Introduction to Auto Scaling

Auto scaling is an additional capability of Service Fabric to dynamically scale your services based on the load that services are reporting, or based on their usage of resources. Auto scaling gives great elasticity and enables provisioning of additional instances or partitions of your service on demand. The entire auto scaling process is automated and transparent, and once you set up your policies on a service there is no need for manual scaling operations at the service level. Auto scaling can be turned on either at service creation time, or at any time by updating the service.

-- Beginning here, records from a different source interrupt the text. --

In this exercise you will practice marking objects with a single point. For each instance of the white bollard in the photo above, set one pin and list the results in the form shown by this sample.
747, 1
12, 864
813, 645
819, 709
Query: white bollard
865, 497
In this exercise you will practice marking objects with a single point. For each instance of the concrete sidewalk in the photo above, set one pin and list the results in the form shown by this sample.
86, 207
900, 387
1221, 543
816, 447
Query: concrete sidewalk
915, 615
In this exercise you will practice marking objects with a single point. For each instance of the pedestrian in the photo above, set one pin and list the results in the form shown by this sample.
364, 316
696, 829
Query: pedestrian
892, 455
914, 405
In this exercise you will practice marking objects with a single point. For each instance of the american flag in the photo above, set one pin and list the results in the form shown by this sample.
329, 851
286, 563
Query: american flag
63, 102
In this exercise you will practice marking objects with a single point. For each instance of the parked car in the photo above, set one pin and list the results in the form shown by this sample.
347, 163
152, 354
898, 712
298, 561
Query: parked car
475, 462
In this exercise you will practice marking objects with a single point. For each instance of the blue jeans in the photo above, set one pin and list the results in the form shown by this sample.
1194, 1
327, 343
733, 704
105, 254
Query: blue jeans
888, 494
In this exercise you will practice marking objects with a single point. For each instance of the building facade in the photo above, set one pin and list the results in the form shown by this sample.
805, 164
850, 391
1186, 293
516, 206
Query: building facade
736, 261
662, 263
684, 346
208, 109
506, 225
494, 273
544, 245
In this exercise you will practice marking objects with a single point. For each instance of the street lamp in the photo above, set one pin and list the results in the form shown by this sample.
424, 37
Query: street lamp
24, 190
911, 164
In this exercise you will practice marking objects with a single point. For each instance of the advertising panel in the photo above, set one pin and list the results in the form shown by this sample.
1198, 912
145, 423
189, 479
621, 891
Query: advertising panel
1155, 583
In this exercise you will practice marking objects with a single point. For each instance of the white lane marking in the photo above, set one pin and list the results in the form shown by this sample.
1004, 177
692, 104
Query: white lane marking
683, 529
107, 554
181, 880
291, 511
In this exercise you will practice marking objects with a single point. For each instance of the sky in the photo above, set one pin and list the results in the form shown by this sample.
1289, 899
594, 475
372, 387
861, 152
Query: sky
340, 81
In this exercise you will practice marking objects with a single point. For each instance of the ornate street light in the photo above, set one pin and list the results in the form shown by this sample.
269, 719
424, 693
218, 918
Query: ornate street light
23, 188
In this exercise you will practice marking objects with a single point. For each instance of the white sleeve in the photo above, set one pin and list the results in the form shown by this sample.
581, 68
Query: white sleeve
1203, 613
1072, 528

A common scenario where auto-scaling is useful is when the load on a particular service varies over time. For example, a service such as a gateway can scale based on the amount of resources necessary to handle incoming requests. Let's take a look at an example of what those scaling rules could look like:

  • If all instances of my gateway are using more than two cores on average, then scale the gateway service out by adding one more instance. Do this every hour, but never have more than seven instances in total.
  • If all instances of my gateway are using less than 0.5 cores on average, then scale the service in by removing one instance. Do this every hour, but never have fewer than three instances in total.

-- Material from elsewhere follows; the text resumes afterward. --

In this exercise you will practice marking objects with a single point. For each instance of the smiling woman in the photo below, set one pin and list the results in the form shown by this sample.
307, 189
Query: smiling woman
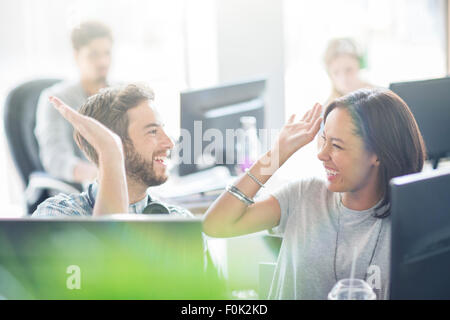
392, 146
369, 137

Auto scaling is supported for both containers and regular Service Fabric services. In order to use auto scaling, you need to be running on version 6.2 or above of the Service Fabric runtime.

The rest of this article describes the scaling policies, ways to enable or to disable auto scaling, and gives examples on how to use this feature.

Describing auto scaling

Auto scaling policies can be defined for each service in a Service Fabric cluster. Each scaling policy consists of two parts:

  • Scaling trigger describes when scaling of the service will be performed. Conditions that are defined in the trigger are checked periodically to determine if a service should be scaled or not.

  • Scaling mechanism describes how scaling will be performed when it is triggered. Mechanism is only applied when the conditions from the trigger are met.

All triggers that are currently supported work either with logical load metrics, or with physical metrics like CPU or memory usage. Either way, Service Fabric will monitor the reported load for the metric, and will evaluate the trigger periodically to determine if scaling is needed.

There are two mechanisms that are currently supported for auto scaling. The first one is meant for stateless services or for containers where auto scaling is performed by adding or removing instances. For both stateful and stateless services, auto scaling can also be performed by adding or removing named partitions of the service.

Note

Currently there is support for only one scaling policy per service, and only one scaling trigger per scaling policy.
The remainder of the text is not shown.